Thanks for writing such a detailed summary of your situation. Since you have left this query as an Open rather than Private discussion, I will answer your question briefly. If you have more questions, please use the Private setting so I can allude to more personal information for you.
I believe their is a lineal reason for your difficulties since childhood which has caused you a lot of years suffering from depression due to confusion, fear and spiritual interference. The entity you're dealing with is dark and dangerous as you already know. It's been with you for a long time and constant paranormal activity and exposure to it has really worn you down. It will continue to escalate.
Ghosts are not always ghosts. Malevolent nonhuman entities will often present themselves as "acceptable" spirits to coexist with until they move forward with their true agenda over time. That plan is to deceive you, debilitate you, make you live a fear-based existence and ultimately to destroy your life. Shadows, mists, light anomalies and outright bestial facades will appear in dreams or in reality eventually and this is when you know it's not human.
Despite this, don't be a victim. Calm, rational thoughts and actions steel you against entity manipulation. You can beat this through faith, divine help and a relentless resolve for this spirit to be gone.
First you need to learn discernment (the truth of a spirit's intent and form). Then you have to seek the Light rather than the dark with your gifts. This means you must align yourself with Divine assistance and protection. You are constantly vulnerable to attack without a daily relationship with the Divine.

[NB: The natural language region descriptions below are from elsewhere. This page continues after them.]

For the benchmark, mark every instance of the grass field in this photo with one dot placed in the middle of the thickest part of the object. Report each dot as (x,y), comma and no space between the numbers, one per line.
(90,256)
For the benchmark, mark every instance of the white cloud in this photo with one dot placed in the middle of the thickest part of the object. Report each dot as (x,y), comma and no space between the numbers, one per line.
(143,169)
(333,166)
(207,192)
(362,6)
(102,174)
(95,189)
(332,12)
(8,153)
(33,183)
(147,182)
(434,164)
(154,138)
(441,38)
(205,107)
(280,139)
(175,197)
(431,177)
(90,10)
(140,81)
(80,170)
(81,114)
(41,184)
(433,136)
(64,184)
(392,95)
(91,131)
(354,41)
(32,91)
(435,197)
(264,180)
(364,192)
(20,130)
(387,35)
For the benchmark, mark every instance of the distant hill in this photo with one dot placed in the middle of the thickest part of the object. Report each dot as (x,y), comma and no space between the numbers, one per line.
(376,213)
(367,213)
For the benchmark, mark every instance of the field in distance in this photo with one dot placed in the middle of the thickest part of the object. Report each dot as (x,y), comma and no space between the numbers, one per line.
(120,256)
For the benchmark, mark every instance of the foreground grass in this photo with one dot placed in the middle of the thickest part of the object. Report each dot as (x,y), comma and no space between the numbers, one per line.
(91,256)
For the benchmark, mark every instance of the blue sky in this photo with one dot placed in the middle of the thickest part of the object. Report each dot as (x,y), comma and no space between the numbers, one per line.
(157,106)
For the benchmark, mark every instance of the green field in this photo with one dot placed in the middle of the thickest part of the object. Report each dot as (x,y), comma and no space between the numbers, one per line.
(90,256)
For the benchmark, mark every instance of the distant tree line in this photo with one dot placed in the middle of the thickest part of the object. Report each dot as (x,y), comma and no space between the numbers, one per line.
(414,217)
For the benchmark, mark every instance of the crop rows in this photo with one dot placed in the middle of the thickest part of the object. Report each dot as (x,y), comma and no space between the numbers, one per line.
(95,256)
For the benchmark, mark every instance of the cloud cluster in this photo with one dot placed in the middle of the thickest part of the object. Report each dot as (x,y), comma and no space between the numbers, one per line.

This isn't about religion. It's about your soul and God. Your gifts came to you from God and your purpose is to use them to help others not to deal with non-living spirits. Until you free yourself of this entity, your Light potential is blocked by evil. Concentrating on the dead and spirits is not healthy. People called to confront negativity are the only ones who should deal with it.
I am recommending some books for you so you can understand what's going on and get a handle on this situation. Knowledge is power in this case. It will reduce your discouragement and increase your defenses against uncertainty.
Divine Guidance - Doreen Virtue
School of the Supernatural - Ryan Wyatt
When Pigs Move In - Don Dickerman
I hope this helps. Please take care.